Ну давай, Федор, помогу еще немного. Видишь: тень за Княгиней. Во весь рост поднялась. Двойная тень: Шалва Джандиери с Рашелью танцует. Идут кругами, уйдут-вернутся, отдалятся-приблизятся. Не к тебе, глупый Федька. Вглядись: вон оно, стоит. Ждет. Безумие. Скрестило руки на груди; смотрит рыбьими, пустыми глазами. А Шалва с Рашкой ближе-дальше, ближе-дальше…
Это тень.
Видишь?
Не сдюжила Княгиня. Перехватило горло удавкой; толкнул в грудь варнак-кашель, опрокинул. Стоит на четвереньках Шалва Джандиери; ждет. Стоит в тени танцор-Джандиери, один стоит; ждет. Стоит поодаль Безумие; ждет.
Стоит на коленях Рашка-Княгиня, задыхается; нет сил встать.
Поймал Федор на лету взгляд-мольбу.
Взгляд-приказ.
— …а меня… — хрипнул Федюньша в самое ухо, насмерть обжигая дыханием. — А меня так плясать выучишь?!
Выучился, значит. Не обманула Княгиня, сдержала слово. Всему своему выучила, передала; оттиснула.

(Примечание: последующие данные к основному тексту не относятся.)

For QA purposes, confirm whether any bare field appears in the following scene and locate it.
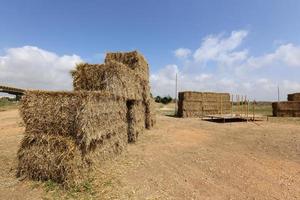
[0,105,300,199]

Твое оно, Федька, не твое, дареное, купленое, краденое — какая сейчас разница?!
Раз велят, надо идти.
И пошел вперед, будто на веревке потянули. Пошел спасителем; пошел палачом. Обратный Хоровод, значит? спляшем, полковник? Как велишь, Княгиня моя, фея-крестная, так и плясать станем. Велишь себя убить — убьем. Велишь тебя убить — убьем.
Смотри, пока можешь, как я тебя убивать стану.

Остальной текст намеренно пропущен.